Implementation in Clinical Practice
Current practice guidelines for all types of genetic testing for Alzheimer’s disease, including APOE genotyping, recommend the use of genetic counseling (4). With the potential for increased APOE testing among symptomatic patients eligible for emerging treatments, these guidelines may need to be revisited. There are already a limited number of genetic counselors working in direct patient care, with most of these in pediatric and oncology settings; therefore, increases in referrals to skilled genetic counselors may overwhelm an already overburdened field (11). Additional training and support should be considered for non-genetics providers to facilitate access to quality education and support for patients and families considering genetic testing. In the case of APOE testing to inform AD treatment decisions, providers from neurology, geriatrics, geriatric psychiatry, and nursing could be appropriate target audiences for such training. At a policy level, the implications of APOE testing for AD treatment regimens should also be considered. As noted earlier, APOE4 carriers may warrant more frequent monitoring for ARIA via MRI (1). Given that new anti-amyloid therapies are already highly expensive, with their coverage by Medicare uncertain, access to appropriate follow-up care indicated by genetic test findings may be challenging. Finally, significant efforts will be needed on multiple levels to avoid the potential exacerbation of racial and other health disparities.

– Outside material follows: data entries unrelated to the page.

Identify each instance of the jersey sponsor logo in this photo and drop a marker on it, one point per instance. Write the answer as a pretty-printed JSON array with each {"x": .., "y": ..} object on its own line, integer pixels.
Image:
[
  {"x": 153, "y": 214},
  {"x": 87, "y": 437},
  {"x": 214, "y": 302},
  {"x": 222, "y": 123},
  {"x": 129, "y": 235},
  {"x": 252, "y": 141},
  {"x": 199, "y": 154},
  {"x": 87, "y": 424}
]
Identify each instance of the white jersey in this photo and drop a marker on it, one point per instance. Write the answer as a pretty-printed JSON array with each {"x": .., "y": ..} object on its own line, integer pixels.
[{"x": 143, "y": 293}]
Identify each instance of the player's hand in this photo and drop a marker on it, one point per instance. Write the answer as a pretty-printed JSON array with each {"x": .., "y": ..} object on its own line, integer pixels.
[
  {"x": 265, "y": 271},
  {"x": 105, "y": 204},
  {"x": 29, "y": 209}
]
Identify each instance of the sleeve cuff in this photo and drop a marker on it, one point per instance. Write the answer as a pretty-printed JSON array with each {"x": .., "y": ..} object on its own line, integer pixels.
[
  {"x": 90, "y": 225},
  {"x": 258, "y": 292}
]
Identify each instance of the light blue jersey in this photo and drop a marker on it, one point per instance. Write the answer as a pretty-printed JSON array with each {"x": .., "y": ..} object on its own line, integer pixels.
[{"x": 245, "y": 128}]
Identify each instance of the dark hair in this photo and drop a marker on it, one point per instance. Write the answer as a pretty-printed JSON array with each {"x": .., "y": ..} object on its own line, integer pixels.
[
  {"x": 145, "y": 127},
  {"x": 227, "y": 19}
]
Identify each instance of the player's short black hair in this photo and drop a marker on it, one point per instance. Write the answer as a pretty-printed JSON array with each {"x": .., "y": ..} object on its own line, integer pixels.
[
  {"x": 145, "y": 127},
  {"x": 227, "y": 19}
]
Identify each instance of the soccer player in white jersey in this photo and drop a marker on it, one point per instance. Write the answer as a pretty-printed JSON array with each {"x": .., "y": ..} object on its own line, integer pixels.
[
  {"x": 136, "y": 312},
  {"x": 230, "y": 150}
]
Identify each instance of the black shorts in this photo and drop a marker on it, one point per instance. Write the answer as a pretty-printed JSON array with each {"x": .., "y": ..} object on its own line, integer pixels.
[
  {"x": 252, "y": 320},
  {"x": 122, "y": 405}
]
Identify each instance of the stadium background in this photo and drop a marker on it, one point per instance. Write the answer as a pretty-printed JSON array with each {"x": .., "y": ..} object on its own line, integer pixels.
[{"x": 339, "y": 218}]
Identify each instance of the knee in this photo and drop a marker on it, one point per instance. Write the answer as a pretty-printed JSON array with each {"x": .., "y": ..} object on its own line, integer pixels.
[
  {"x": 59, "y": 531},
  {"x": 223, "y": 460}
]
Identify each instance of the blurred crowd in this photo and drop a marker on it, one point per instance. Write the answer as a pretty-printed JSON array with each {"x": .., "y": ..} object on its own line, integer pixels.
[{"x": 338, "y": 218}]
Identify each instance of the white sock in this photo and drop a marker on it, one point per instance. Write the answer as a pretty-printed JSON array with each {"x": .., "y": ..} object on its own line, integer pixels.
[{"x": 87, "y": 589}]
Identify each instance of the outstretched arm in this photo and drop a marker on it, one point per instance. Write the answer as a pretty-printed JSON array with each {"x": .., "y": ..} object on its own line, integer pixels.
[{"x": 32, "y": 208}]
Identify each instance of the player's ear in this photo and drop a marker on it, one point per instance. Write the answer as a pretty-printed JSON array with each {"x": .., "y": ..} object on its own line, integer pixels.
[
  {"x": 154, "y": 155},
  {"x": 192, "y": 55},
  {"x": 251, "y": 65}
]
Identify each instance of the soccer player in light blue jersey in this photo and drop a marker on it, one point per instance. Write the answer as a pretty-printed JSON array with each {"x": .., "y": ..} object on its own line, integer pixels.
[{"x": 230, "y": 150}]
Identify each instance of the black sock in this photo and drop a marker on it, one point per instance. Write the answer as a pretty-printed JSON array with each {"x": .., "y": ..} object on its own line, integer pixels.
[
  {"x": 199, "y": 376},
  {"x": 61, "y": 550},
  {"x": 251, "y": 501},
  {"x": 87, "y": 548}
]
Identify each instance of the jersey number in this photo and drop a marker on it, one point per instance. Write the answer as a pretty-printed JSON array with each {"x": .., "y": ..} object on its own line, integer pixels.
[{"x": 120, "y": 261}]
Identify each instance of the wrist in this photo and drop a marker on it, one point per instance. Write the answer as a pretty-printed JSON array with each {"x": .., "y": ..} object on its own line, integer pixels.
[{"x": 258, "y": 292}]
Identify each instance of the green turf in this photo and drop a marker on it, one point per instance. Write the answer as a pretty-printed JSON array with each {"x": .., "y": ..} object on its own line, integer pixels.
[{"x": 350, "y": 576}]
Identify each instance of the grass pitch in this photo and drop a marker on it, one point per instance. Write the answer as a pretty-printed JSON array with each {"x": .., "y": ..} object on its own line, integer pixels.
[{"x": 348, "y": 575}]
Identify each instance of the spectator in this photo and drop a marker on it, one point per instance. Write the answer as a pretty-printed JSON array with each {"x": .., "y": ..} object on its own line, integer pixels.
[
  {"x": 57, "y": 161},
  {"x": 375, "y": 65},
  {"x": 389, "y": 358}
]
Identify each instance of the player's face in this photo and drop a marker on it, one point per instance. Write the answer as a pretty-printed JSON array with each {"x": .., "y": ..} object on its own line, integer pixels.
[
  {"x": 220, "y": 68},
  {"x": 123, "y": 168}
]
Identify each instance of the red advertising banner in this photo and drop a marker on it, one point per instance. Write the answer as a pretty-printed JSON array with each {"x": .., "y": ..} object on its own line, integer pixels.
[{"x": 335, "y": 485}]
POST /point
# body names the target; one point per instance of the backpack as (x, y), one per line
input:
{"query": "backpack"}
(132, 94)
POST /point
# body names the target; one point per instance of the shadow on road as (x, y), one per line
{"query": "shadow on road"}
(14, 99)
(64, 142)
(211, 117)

Minoritized populations face a wide range of challenges in terms of access to specialty dementia care and culturally component providers, and the evidence base regarding the efficacy of new AD treatments (and associated genetic risks) comes from a disproportionately white population of clinical trial participants.
Conclusion
Genetic testing for AD has long been available for asymptomatic populations but utilized relatively infrequently in clinical practice. Emerging uses, such as APOE genotyping to inform treatment decisions regarding lecanemab and related anti-amyloid AD therapies, require further examination to better understand their risks, benefits, and limitations. Their implications for patients, family members, and providers could be profound and may require proactive efforts in terms of patient education, workforce training, and health policy.
Disclosures and Funding: Dr. Roberts is supported by US National Institutes of Health grant P30 AG072931 and Dr. Blasco is supported by US National Institutes of Health grant T32 HG010030. The sponsors had no role in the preparation, review, or approval of the manuscript.
Conflict of interest: The authors declare there are no conflicts of interest to report.